Google is starting to plug the gaps, bit by bit, in what’s been an all-over-the-place messaging product until now. Starting today, for example, the company is rolling out desktop support for Android Messages, which will let you send and receive texts from a computer.
It’s a byproduct of Google’s efforts over the last few years to improve the Android messaging experience, efforts that have included adding new features and working with carriers to upgrade their networks to handle Rich Communication Services (RCS). Major chat platforms like iMessage and Facebook Messenger, of course, have desktop versions, so it’s a no-brainer that Google needed to add desktop support as well.
Google product management director Sanaz Ahari walked through some of the new features and improvements to Android Messages in a blog post today, showing off updates that include the ability to send GIFs and smart replies.
“With Android Messages,” she writes, “we’re creating a messaging experience that’s available on multiple devices, lets you share whatever you want to share, and makes it easy to take action on your messages with Google AI.”

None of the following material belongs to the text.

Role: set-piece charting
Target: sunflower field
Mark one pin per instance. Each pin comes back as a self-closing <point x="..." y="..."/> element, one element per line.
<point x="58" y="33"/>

To get started sending texts via desktop, head to messages.android.com on your desktop browser. Then, open the Android Messages app on your phone, select the More options menu and then “Messages for web.” Finally, scan the QR code on your computer using your phone.
Today’s news underscores that Google thinks its best shot at success in the messaging space is Android Messages, rather than its failed Allo messaging app. There is something of a land grab going on right now among the dominant messengers, and Google’s increased focus in this area is another example of the big services trying to beef up their offerings and lock in users.
Arguably, messengers are also only now getting the importance and investment from big companies that they deserve, as those companies realize that people’s time spent on and attitude toward social media is likely to ebb and flow. But messaging, of course, is a must-have — and users may be making picks among the various services that are hard if not impossible to shake.